Tuesday, March 02, 2010

Not A Joking Matter

It is really hard not to make some crack about sudden impulses to buy a purse or adding more color to your wardrobe but the matter is really serious. Unless you pay attention to the farm/garden organic food world you probably never heard of atrazine. It's a herbicide that has been banned in Europe but is still used widely in the American Midwest, primarily for corn. Some 60 MILLION pounds of it 2008. New research shows that it is having a big affect on amphibians, most notably frogs. Researchers found that long-term exposure to low levels of atrazine -- 2.5 parts per billion of water -- emasculated three-quarters of laboratory frogs and turned one in 10 into females. Scientists believe the pesticide interferes with endocrine hormones, such as estrogen and testosterone.  If the two hormones in question look familiar then you may know why spraying so much of this crap on a good portion of the Midwest might be a problem for us humans as well. A 2006 study by the U.S. Geological Survey found atrazine in approximately 75 percent of stream water and about 40 percent of all groundwater samples from agricultural areas tested between 1992 and 2001.

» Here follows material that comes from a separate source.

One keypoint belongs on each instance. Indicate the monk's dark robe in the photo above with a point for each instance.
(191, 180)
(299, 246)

(CNN) -- Atrazine, a weed killer widely used in the Midwestern United States and other agricultural areas of the world, can chemically "castrate" male frogs and turn some into females, according to a new study.
New research suggests the herbicide may be a cause of amphibian declines around the globe, said biologists at the University of California-Berkeley, who conducted the study. The findings are being published this week in the journal Proceedings of the National Academy of Sciences.
Researchers found that long-term exposure to low levels of atrazine -- 2.5 parts per billion of water -- emasculated three-quarters of laboratory frogs and turned one in 10 into females. Scientists believe the pesticide interferes with endocrine hormones, such as estrogen and testosterone.
"The effects of atrazine in the long term have been shown to demasculinize or chemically castrate [frogs], combined with complete feminization of some animals," said lead researcher Tyrone B. Hayes, a biologist and herpetologist at the University of Berkeley.